P.T. Anderson va a la caza del gran relato americano. El del ya citado William Faulkner, pero también el de otros grandes escritores que sufragaban la aventura exterior con el via crucis interior: de F. Scott Fitzgerald a Ernest Hemingway. Para ello regresa sobre la figura metafísica del padre, pieza central dramática en buena parte de sus películas: del director de cine X de 'Boogie Nights' (1997) al mefistofélico Daniel Plainview de 'Pozos de ambición', pasando por todo ese cúmulo de padres violadores, cancerosos y torturadores que protagonizaban 'Magnolia' (1999). Y es que prácticamente 'The master' es un tête-à-tête entre maestro y discípulo, entre padre e hijo, entre un farsante y un crédulo -las secuencias de "terapia" conjunta de ambos acaban resultando las imágenes más demoledoras de la cinta-; un corpus dramático sobre el que gira el resto de la ficción, validando a través de ella lo veraz del relato así como lo inestable de las relaciones existente entre el resto de los personajes (esposas, hijos, amigos).
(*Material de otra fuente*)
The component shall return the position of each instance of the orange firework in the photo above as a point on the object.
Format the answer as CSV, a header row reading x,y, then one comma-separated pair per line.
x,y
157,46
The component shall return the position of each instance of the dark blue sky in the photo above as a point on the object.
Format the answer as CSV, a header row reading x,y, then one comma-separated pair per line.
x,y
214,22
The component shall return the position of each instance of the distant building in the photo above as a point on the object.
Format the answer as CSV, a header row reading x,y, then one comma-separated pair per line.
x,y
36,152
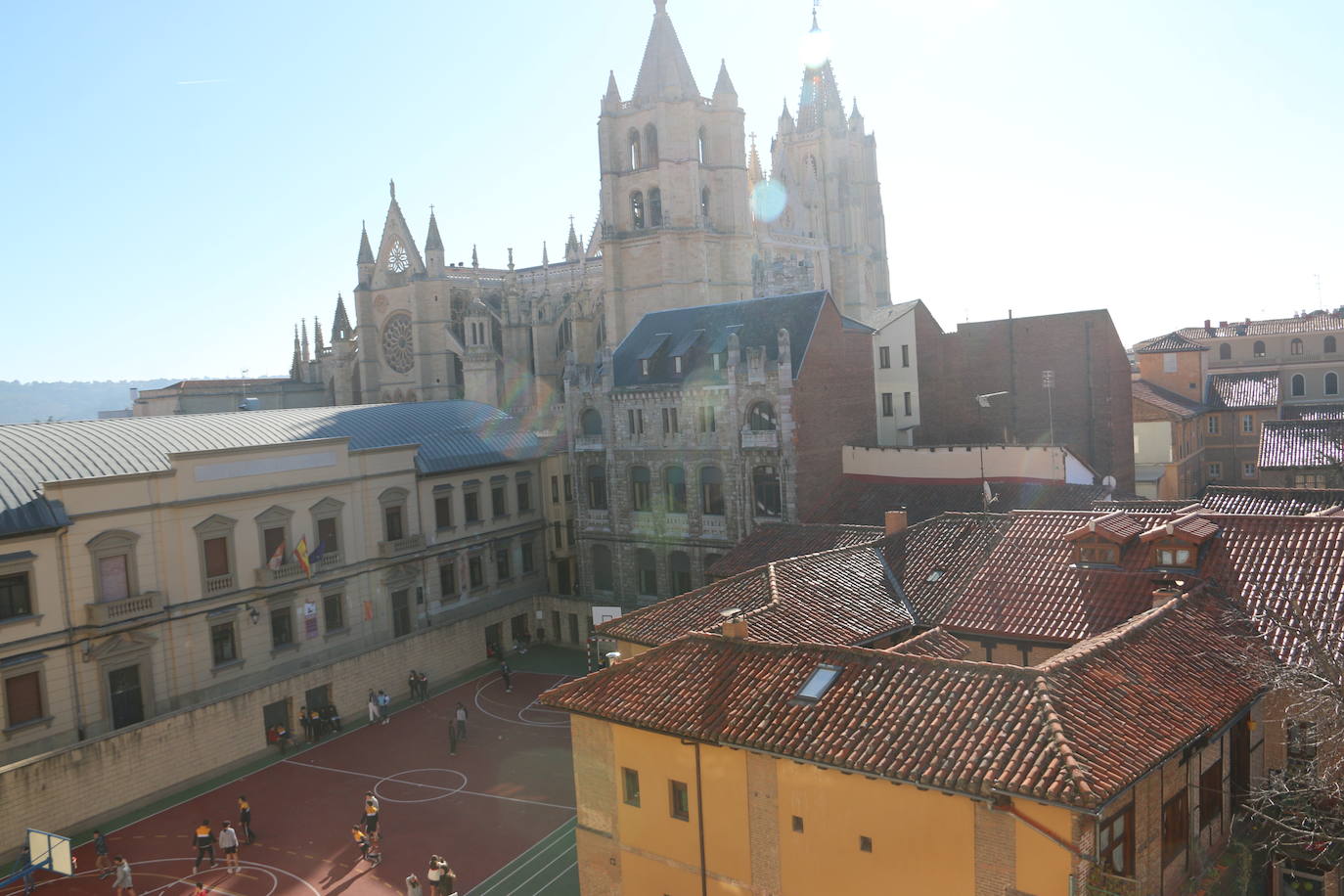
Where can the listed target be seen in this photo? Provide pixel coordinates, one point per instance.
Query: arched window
(674, 488)
(679, 568)
(639, 488)
(711, 490)
(647, 572)
(637, 209)
(761, 417)
(636, 157)
(597, 488)
(765, 490)
(650, 144)
(601, 567)
(654, 207)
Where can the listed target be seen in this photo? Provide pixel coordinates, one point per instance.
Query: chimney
(734, 625)
(895, 520)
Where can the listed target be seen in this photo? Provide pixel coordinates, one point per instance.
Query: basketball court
(500, 812)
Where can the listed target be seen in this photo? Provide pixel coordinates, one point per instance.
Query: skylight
(818, 683)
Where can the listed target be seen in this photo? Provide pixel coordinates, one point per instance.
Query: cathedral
(689, 216)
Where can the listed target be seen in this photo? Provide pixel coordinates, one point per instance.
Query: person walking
(204, 840)
(460, 715)
(229, 842)
(121, 884)
(245, 820)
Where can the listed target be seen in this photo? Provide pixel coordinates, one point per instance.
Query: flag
(301, 555)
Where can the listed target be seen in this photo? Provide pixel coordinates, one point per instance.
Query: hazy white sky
(183, 182)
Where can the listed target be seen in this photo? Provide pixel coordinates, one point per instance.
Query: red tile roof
(1077, 730)
(1301, 443)
(1234, 391)
(781, 540)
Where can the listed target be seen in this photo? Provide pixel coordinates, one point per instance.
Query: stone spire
(664, 74)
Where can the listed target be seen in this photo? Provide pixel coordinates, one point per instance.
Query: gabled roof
(783, 540)
(1235, 391)
(450, 435)
(1301, 443)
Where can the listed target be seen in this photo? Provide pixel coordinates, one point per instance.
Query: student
(204, 840)
(229, 842)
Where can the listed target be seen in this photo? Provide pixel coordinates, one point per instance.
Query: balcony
(401, 546)
(113, 611)
(759, 438)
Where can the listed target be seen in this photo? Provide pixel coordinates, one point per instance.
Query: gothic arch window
(637, 209)
(650, 144)
(654, 207)
(636, 157)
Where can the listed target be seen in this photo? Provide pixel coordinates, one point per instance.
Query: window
(711, 490)
(631, 787)
(1175, 827)
(601, 567)
(281, 626)
(1211, 794)
(223, 645)
(15, 598)
(597, 488)
(765, 490)
(637, 209)
(23, 698)
(679, 801)
(639, 488)
(674, 489)
(654, 207)
(646, 572)
(761, 417)
(334, 611)
(1116, 842)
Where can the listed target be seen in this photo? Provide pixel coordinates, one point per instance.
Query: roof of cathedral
(703, 331)
(664, 64)
(452, 435)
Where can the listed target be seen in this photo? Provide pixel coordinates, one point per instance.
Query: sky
(182, 183)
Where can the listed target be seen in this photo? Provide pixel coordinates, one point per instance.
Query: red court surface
(509, 786)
Un camino esquivo, con tendencia al spinning centrífugo, pero desarrollado con la misma cadencia que los grandes narradores de los años cincuenta. Porque seguramente la obsesión de Anderson a la hora de configurar los planos remitan al Kubrick de, por ejemplo, 'Eyes Wide Shut' (1999), pero en su gérmen habita una mirada clásica con la que hubieran comulgado tanto Nicholas Ray como el John Huston de 'Dublineses' (1987).
Los críticos, individuos pasionales egocéntricos por definición, tendemos a exagerar los sentimientos cuando se trata de defender una obra que nos ha apasionado. Es un defecto de serie, supongo, que no pocos quebraderos de cabeza nos ha comportado. De ahí que me exigiera a mí mismo unos días de reposo antes de escribir este texto, pues no quería que la subyugación que me produjo el visionado de 'The Master' acabara por sublimar los esbozos de pensamientos y emociones (que no ideas cerradas) que me sacudían la cabeza. Todo ello con un sólo propósito: afirmar a viva voz que 'The Master' está hecha de la misma pasta con la que están hechas las grandes obras maestras de la historia del cine (clásico, moderno, tanto da). Y que su visionado me ha dejado el cuerpo con la misma sensación de nerviosismo, excitación y felicidad que cuando vi por primera vez 'El Padrino' (1972), 'Les enfants du paradis' (1945) o 'Te querré siempre' (1954).
A favor: La dirección de Anderson y Philip Seymour Hoffman en estado de gracia.
En contra: Que su radicalidad asuste a los espectadores.